There actually is documentation; one of the folks at the DealExtreme forums translated the Chinese datasheet into english.
The device uses a straightforward 3-wire SPI interface (strobe, clock, and a bidirectional serial pin).
I ended up bit-banging the protocol on my MSP430, but there is a library out there on the 43oh forums that uses the hardware SPI interface (and a couple external diodes) to make it work without bit-banging.
Nice find! That chip actually looks pretty useful… can drive 80 LEDs and 24 switches.
If I was still into Flight Sim it would be a cockpit builder’s dream chip :-)
Actually there is documentation, but in Chinese. You can download the datasheet of the TM1638 on the manufacturer’s website (titanmec.com). Timing diagrams are a universal language, and in case of doubt automatic translation usually works well with Chinese.
http://code.google.com/p/tm1638-library/
Not sure if this is helpful info but Ricardo has already done work on this with some C++ libraries.
–Aaron
I actually had plans to build the Arduino library using SPI too, but it was simple to try and test it and get it to work using the bit-banging than SPI.

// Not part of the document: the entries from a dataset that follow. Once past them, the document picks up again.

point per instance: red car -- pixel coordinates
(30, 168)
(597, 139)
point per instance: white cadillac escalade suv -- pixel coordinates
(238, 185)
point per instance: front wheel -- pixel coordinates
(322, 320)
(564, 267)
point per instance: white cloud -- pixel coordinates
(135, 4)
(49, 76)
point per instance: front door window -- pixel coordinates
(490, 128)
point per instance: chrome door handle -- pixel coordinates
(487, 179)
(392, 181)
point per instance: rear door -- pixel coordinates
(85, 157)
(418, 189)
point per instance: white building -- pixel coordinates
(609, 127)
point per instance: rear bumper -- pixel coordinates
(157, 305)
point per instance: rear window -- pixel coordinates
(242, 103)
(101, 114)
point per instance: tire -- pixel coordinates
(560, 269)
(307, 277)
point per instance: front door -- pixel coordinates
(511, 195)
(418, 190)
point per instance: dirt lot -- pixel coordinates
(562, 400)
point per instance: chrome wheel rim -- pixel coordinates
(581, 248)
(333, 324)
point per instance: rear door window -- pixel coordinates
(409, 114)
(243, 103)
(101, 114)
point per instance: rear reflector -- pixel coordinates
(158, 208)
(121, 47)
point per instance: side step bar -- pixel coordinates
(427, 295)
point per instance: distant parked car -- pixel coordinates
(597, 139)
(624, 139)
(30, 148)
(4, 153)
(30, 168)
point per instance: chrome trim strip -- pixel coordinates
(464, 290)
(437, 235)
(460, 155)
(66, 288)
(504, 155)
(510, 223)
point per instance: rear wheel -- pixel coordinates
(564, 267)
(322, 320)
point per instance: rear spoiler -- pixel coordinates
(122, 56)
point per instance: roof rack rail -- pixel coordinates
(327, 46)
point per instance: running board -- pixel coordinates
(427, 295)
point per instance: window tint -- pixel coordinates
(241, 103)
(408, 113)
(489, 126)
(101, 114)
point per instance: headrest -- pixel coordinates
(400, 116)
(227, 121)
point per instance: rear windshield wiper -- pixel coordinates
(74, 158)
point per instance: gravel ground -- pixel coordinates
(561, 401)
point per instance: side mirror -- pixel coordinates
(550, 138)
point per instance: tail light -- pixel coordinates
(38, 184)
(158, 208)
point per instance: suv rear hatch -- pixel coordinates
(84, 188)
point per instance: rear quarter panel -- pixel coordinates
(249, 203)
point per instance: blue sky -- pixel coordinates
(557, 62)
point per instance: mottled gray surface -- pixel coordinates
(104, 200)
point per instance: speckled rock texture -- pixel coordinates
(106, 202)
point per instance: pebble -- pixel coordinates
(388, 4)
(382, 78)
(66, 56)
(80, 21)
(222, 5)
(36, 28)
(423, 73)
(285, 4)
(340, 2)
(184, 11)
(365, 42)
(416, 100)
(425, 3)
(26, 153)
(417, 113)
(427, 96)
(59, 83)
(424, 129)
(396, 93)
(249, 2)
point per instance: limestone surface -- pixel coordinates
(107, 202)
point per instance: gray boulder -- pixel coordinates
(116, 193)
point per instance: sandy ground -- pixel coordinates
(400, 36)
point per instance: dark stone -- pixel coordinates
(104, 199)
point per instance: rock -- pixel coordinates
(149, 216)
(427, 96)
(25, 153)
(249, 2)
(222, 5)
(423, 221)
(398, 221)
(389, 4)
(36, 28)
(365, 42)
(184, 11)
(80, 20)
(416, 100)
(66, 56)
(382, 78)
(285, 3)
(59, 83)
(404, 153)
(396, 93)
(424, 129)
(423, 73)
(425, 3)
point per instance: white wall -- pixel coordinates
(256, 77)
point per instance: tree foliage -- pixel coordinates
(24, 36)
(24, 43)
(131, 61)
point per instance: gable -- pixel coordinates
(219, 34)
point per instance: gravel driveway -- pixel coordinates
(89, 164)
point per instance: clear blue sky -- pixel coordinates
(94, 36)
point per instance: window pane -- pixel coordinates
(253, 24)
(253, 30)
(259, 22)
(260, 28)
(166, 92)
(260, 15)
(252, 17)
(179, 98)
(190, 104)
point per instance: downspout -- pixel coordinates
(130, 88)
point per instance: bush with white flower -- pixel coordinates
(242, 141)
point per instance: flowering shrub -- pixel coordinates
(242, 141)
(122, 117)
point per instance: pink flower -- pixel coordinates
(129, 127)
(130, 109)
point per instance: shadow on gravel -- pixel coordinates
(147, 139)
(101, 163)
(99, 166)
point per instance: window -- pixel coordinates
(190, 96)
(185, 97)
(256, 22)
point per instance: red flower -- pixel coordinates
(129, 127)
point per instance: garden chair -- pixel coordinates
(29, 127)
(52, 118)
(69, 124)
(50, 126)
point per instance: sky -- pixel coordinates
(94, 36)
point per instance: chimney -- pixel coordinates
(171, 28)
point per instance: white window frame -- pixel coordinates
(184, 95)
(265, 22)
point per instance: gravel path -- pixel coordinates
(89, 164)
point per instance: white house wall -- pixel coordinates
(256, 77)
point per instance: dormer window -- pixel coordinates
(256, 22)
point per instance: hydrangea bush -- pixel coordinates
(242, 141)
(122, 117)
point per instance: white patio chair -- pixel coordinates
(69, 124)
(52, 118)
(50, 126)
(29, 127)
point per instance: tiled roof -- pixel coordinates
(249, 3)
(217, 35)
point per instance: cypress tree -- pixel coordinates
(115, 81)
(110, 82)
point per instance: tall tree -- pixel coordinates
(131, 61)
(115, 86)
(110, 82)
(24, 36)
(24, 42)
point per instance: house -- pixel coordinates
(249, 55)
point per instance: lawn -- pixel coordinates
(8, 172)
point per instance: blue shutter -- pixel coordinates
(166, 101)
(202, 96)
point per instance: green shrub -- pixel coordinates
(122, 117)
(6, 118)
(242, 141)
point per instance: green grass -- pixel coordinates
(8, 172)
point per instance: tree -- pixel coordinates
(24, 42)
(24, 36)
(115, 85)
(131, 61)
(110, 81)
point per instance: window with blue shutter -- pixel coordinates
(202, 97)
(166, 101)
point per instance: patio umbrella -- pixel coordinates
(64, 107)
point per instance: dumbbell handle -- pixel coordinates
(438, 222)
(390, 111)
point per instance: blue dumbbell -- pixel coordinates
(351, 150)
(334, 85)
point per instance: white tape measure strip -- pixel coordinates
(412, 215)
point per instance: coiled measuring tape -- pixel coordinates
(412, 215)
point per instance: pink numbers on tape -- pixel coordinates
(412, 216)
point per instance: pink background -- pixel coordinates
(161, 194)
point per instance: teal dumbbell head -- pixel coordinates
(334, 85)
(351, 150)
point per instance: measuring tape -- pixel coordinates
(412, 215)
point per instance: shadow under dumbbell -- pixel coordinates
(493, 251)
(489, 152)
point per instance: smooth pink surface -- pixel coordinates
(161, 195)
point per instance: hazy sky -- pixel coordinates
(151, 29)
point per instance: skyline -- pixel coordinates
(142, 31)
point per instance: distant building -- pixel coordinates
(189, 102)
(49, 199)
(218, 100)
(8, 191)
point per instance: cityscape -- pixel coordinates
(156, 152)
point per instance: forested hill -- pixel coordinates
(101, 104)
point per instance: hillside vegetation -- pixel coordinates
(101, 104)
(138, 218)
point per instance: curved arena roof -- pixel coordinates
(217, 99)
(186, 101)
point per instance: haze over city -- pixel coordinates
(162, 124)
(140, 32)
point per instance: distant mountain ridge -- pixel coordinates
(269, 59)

Just never had time to pick it up, but it’s on my TODO list to pick it up and use the SPI on arduino too… someday :)
I it was your library code that I worked from, so a big public “thank you” is needed.
Thank you!
Now I must be able to do something grand with this display… I’m thinking of using a GPS module to get my car’s car speed, and then using a row of three of these to make a POV display that displays “I am going X km/hr” as I drive down the street. It can use the speed info to adjust the aspect ratio.
Won’t be doing it on and FPGA though :-)
Try this one, works very similarly https://dx.com/p/jy-mcu-16x-digital-tube-yellow-led-module-104311 It’s a bit fiddly to get the right numbers to the right segments, but it works well.
That’s a TM1640, not a TM1638. It’s similar, but not exactly the same. There’s support for that in the library too.